Philippe Coutinho sigue demostrando los motivos por los que tiene enamorado a Zinedine Zidane y por los que es uno de los jugadores de lo que va de temporada. El jugador del Liverpool, a pesar de no tener una presencia continuada en el juego, anotó el primer gol –golazo– del partido histórico en el que Brasil destrozó a Argentina, dejándola con un pie fuera del próximo Mundial.
Compartir un puesto en el once titular de Brasil con Neymar supone para Coutinho verse desplazado al carril que menos le beneficia, el derecho. Tité es consciente de la calidad del jugador del Liverpool, pero también sabe que Neymar es el líder y que debe partir desde el perfil izquierdo hacia un centro despejado.
Esta medida, hasta encontrar mejor cabida entre los atacantes, impide que Coutinho entre tanto en juego, y sobre todo, que desequilibre con su eléctrico regate en dirección a portería. Los aficionados del Real Madrid que sueñan con verle de blanco ya saben cual es la kryptonita en términos de posición de Philippe, pero también han podido comprobar que, a pesar de eso, el Coutinhazo siempre está abierto para decantar un partido.
Tras 25 minutos de tanteo, intensidad y miedo, el estadio de Belo Horizonte abrió sus ojos para observar la enésima obra de arte del mediapunta. En una de sus esporádicas escapadas a la banda izquierda, Coutinho se benefició del toque del otro crack carioca, Neymar, para recibir entre líneas, con espacio y muchas ganas de hacer daño Argentina.

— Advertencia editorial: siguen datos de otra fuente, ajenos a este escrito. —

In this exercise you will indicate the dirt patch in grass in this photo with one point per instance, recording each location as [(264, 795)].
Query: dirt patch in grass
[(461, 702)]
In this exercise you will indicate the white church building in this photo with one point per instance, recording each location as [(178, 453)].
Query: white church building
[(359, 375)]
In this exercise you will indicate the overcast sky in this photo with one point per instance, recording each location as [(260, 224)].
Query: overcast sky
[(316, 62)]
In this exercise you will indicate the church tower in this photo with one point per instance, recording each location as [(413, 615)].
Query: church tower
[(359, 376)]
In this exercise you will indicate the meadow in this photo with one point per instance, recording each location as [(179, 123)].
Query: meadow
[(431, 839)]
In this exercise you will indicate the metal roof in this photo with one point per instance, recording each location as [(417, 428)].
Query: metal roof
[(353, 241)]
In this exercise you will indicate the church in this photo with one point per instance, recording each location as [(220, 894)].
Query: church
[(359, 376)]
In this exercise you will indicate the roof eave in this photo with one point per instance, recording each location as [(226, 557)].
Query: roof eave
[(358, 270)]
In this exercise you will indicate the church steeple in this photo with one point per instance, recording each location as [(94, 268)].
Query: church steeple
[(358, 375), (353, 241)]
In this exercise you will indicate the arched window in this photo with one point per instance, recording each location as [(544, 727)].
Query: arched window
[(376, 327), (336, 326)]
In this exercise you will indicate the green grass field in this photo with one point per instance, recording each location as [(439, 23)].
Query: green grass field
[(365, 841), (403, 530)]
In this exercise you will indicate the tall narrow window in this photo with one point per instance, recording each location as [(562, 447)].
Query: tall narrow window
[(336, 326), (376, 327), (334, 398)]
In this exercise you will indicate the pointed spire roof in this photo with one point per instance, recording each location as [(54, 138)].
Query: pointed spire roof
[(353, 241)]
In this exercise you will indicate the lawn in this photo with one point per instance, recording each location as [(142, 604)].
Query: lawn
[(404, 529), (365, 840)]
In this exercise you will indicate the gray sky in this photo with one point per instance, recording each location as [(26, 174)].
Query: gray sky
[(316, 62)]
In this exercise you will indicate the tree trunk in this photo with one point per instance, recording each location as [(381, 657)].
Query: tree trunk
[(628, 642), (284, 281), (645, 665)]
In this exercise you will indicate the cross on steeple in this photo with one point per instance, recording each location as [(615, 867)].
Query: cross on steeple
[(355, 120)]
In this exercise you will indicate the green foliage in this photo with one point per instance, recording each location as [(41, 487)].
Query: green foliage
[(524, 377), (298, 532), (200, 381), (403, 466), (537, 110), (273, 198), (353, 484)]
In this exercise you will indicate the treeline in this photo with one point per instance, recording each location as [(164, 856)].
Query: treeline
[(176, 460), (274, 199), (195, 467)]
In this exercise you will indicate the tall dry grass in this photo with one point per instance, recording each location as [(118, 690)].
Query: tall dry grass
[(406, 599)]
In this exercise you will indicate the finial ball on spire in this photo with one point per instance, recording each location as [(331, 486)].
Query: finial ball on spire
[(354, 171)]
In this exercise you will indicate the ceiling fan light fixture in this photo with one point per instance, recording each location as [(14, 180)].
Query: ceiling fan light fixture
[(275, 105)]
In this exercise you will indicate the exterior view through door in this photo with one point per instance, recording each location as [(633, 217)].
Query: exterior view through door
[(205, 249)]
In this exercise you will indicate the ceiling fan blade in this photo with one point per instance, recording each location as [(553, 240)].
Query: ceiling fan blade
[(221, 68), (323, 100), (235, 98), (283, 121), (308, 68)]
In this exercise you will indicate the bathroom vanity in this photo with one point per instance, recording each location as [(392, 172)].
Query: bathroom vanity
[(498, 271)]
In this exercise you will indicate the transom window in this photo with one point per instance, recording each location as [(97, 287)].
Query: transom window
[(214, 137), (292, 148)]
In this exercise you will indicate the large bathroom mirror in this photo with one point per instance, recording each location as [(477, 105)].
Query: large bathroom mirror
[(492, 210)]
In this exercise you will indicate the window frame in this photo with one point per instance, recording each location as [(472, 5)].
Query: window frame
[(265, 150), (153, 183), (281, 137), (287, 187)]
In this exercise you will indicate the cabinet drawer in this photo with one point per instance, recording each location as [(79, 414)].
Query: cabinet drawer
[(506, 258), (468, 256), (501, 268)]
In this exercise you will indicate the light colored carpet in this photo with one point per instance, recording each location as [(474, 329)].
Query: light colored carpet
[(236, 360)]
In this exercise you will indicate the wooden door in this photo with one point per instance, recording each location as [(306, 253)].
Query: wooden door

Com vocês, Philippe Coutinho. pic.twitter.com/RFnfzJQrSy
— Futmais (@futmai5) 11 de noviembre de 2016
El instinto matador del pequeño brasileño se gestó en una espléndida conducción y explotó contra la red de Romero con un disparo en el que lo raro no fue que entrara por la escuadra, sino que no se descosiera el balón. Si no es golazo, no vale para Coutinho.
Con la herida abierta por el ’11’, Argentina comenzó a desquiciarse ante la Brasil de los mareos, la que tiene en Neymar, Coutinho y Gabriel Jesús como puñales que bailan samba para divertirse y provocar el K.O del rival, eterno en este caso.
El combinado albiceleste trató, tras el descanso, de hacerse con el peso del juego pero las continuas imprecisiones hicieron que Brasil pudiera marcar más goles a pesar del cómodo resultado que ya campaba en el marcador. Coutinho, al igual que sus otros dos compañeros del tridente, driblaba, se juntaba y jugaba con la defensa argentina, que solo podía pararles a base de palos. Posiblemente el del Liverpool fuera el menos activo, pero él ya había hecho su trabajo con el cañón que abrió la veda de la humillación a Argentina, y como tal, se marchó satisfecho a falta de cinco minutos del final.